We are never done uncovering.
In honor of today’s 25th anniversary of the Agile Manifesto, I’d like to remind everyone that the document's first sentence is: “We are uncovering better ways of developing software by doing it…” The critical word in that sentence is “uncovering.” They didn’t say “uncovered,” which would mean there’s no more work to do. Instead, they are talking about an active and ongoing activity: uncovering.
Nowhere in the Manifesto does it tell you how to work. There are no sprints, backlogs, standups (or any other meeting), SMs, POs, PBIs, tickets, or any of the other barnacles that have accreted over time, often added by people with suspect agendas (like selling certificates). The emphasis is not on specific things to do, because those things change as we uncover different and better ways to work.
The single practice that is mandated is: “the team reflects on how to become more effective, then tunes and adjusts its behavior accordingly.” We are constantly improving how we work (uncovering), which, to me, suggests that we add, remove, and change things, and we make those changes based on observation and assessment.
This attitude is particularly important when a radical new tool, such as an LLM, emerges. We improve “by doing it.” We use the new thing, then decide based on our experience. We don’t just sit back and say it doesn’t work because it’s not what we’re doing now, or because some moron has hyped it too much. Agility is scary. It requires constant personal experimentation with new ways of working. Some of those things work, some don’t, but you don’t know until you try.
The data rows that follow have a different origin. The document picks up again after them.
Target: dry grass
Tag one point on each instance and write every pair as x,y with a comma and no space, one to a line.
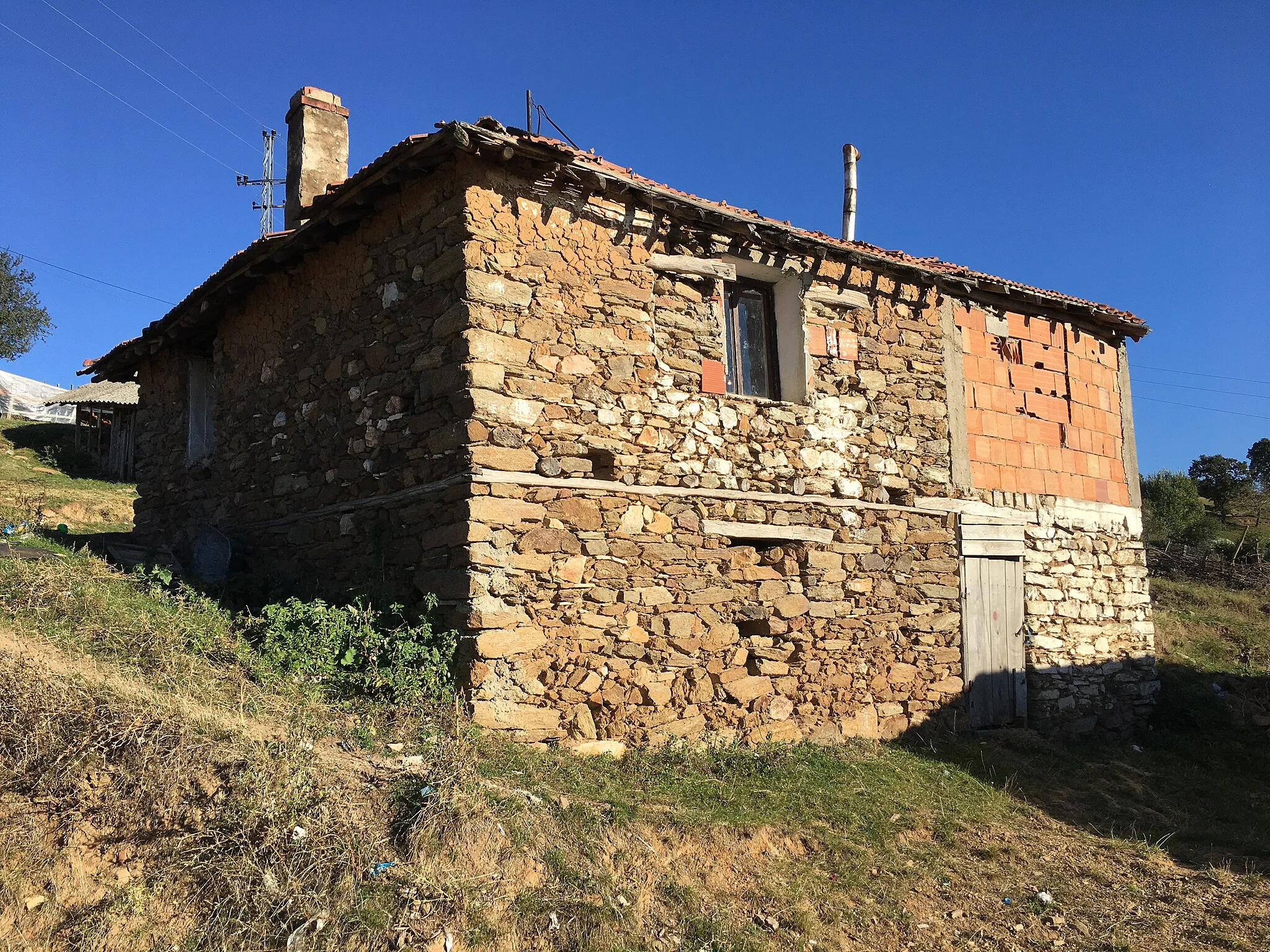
31,485
146,827
150,792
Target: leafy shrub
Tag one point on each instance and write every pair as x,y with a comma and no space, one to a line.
353,650
1171,506
69,460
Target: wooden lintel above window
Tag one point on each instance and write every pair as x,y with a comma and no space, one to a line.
841,298
778,534
687,265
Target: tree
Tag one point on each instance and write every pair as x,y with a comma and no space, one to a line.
1259,465
1171,506
23,320
1221,480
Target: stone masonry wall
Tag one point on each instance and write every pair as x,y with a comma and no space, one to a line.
1091,640
1043,407
468,394
620,619
332,387
592,361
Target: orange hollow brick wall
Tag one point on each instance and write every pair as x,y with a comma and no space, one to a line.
1042,409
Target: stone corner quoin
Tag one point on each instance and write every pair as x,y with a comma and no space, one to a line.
484,390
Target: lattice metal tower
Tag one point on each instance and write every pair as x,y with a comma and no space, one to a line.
266,182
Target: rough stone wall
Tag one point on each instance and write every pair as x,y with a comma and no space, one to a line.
1043,407
335,382
614,615
590,361
478,323
1091,640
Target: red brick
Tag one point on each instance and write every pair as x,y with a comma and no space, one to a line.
1052,358
713,377
985,477
969,319
815,340
1014,455
973,419
1030,482
1048,408
849,345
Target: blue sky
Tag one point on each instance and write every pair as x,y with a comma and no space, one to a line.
1113,151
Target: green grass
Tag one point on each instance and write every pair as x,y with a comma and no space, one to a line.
30,480
1212,628
678,848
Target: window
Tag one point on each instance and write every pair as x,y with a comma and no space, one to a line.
201,439
750,322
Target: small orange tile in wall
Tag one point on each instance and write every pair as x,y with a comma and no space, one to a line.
849,346
713,377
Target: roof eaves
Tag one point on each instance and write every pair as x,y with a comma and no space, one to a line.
339,206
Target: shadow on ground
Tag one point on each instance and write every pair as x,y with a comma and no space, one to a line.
1194,781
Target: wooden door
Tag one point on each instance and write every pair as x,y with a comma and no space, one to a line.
992,640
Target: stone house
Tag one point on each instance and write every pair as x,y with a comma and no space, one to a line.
677,470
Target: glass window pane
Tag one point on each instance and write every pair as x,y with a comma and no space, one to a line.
751,361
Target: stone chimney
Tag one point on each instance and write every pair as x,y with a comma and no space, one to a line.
316,149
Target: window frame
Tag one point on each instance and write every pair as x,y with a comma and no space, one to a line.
732,338
200,409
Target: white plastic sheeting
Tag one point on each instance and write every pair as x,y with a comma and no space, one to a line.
25,398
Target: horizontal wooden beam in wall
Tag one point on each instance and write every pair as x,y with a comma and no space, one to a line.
761,530
992,531
840,298
533,479
687,265
992,547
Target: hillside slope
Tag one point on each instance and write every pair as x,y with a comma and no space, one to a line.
153,798
159,791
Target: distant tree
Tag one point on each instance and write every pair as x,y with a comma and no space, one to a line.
1171,506
1221,480
1259,465
23,320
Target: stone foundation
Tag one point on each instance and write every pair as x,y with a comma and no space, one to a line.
629,616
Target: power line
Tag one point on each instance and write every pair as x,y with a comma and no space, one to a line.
1197,374
146,73
1207,390
1209,409
262,125
118,98
118,287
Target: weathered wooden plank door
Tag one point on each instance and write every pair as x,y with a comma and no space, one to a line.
992,640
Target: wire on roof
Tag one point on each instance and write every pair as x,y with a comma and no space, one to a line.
258,122
1207,390
146,73
139,112
543,115
118,287
1196,407
1197,374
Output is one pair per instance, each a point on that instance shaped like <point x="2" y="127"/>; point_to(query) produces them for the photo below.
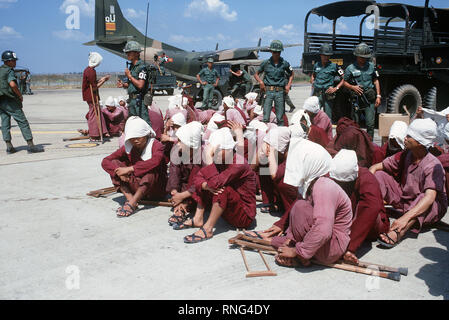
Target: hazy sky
<point x="36" y="30"/>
The next important word is “ways,” plural. I’ve never seen any good come from everyone marching in lockstep to a specific process or framework. At best, that uniformity adds friction. At worst, it adds dysfunction. Every team, every story, every situation, is unique and requires unique ways of working. Create a set of values and principles, and as long as people adhere to those, you’re golden. The people who do the work are in the best position to figure out how to do the work. Of course, control-obsessed people high up in an organization hate that because they can’t control it. They call it “chaos.” Replacing control for trust is an essential element of becoming “Agile,” however.
Finally, the end of that initial sentence is “…and helping others do it.” We improve as a community through collaboration and communication. That can be fraught. E.g., the #NoEstimates tag began when Woody Zuill posted that his team had just finished a successful project without estimates and wanted to share their experience. Instead of “that’s interesting, tell me more,” the reactions were often hateful attacks that came down to “It’s not possible to work without estimates, so you’re an incompetent, irresponsible liar.” But it is possible. It did work. That was the whole point. Working is the starting point of the discussion. Your comments don’t hold much weight unless you’ve tried it. If you don’t know how to try it, talk to the people who have. Conversation and experimentation fill in the details. That’s how you learn and improve. That’s Agile.


This is fire! A truly stellar piece. I was seconds away from scrolling to the bottom and asking, “What if you align to a set of principles and practices” and then I read “use a set of values and principles.” I almost stood and clapped. Maybe because it confirmed my bias. Maybe because in this land of consultants hungry for a dollar and managers seeking control, it was nice to find a grumpy ole nimble minded coach that still just wants to deliver fricking value that delights people.
Thanks for this. And today. The world needs these articles AH. I need them too. Thanks.
Yeah, the "uncovering" framing matters because it's admitting we don't know upfront. Every team is making trade-offs whether they realize it or not (speed vs consistency, simplicity vs resilience) but most just accept the defaults and call it "best practice." Agile says try it, see what actually works for your context, then adjust. That's the whole thing. Which is why "daily standups are the only way" falls apart immediately. The person saying that never stopped to ask what they're actually trading, or whether their team's constraints are even the same as the next team's. The curiosity matters more than the ceremony.